In 1919, the Amsterdam Municipal Health Service (GG & GD), established a special unit for citizens originally labelled as 'the insane and the socially unfit’. In the course of the twentieth century, public nuisance problems in the city stimulated a range of new public health care initiatives. The medicalization of unwanted behaviour went hand in hand with the empowerment of vulnerable citizens.
In the project, financed by the GGD Amsterdam, Blok will focus on the involvement of the Municipal Health Service with troublesome psychiatric patients and addicts, known as ‘worrying care-avoiders’.
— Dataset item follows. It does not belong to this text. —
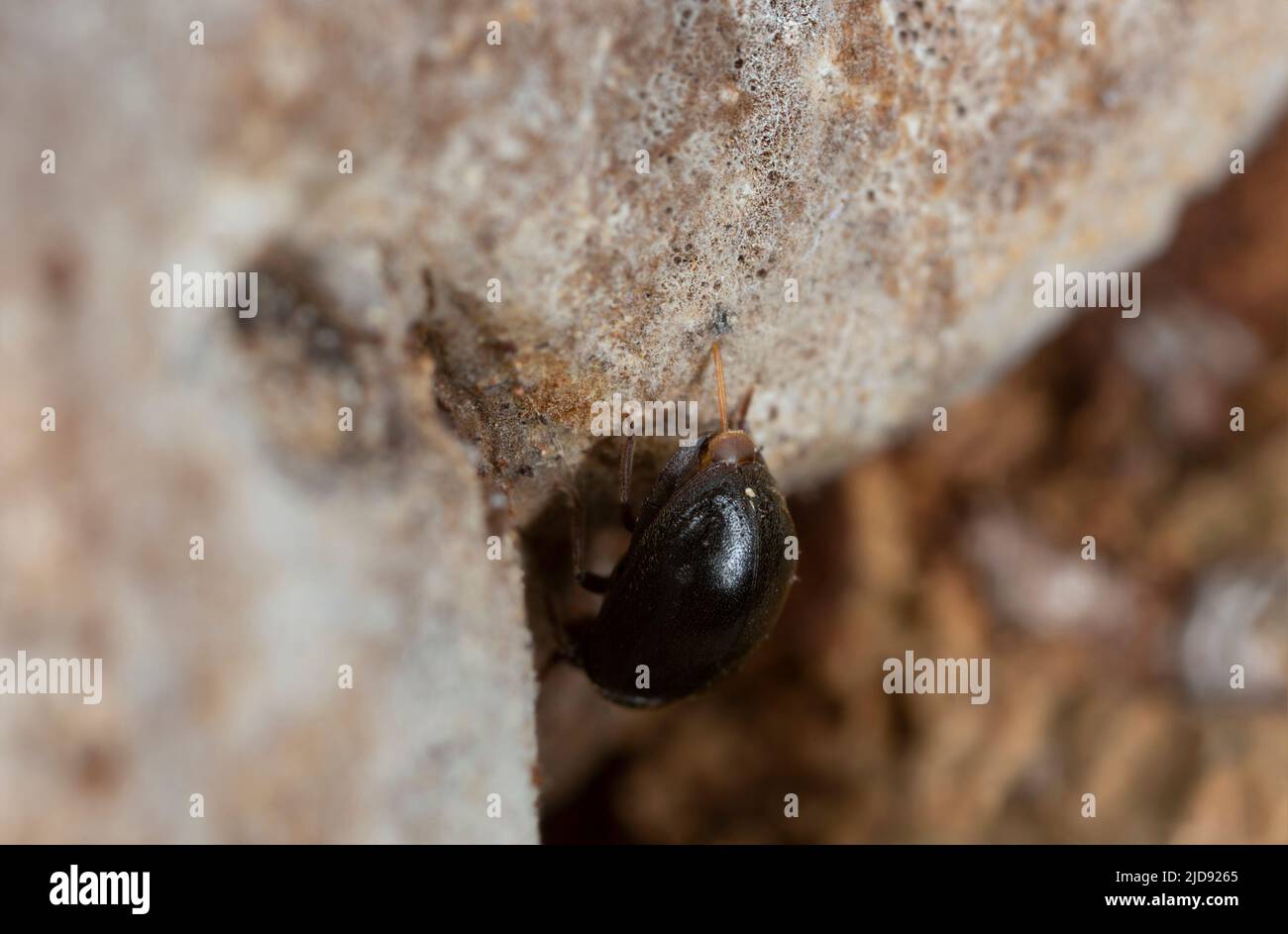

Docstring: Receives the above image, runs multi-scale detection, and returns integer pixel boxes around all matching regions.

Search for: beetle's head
[699,429,756,470]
Assisted by Joppe Schaaper, research master student in history, Blok will hightlight four key moments in the history of the public mental health care in Amsterdam: psychiatrist Arie Querido and his pioneering work in social psychiatry in the 1930s; the emergence of a youth psychiatry department in 1946 against the background of concerns about 'youthful psychopaths'; the arrival of the first mobile methadone clinic in 1979; and the development of Nuisance and Care Hotlines in the 1990s.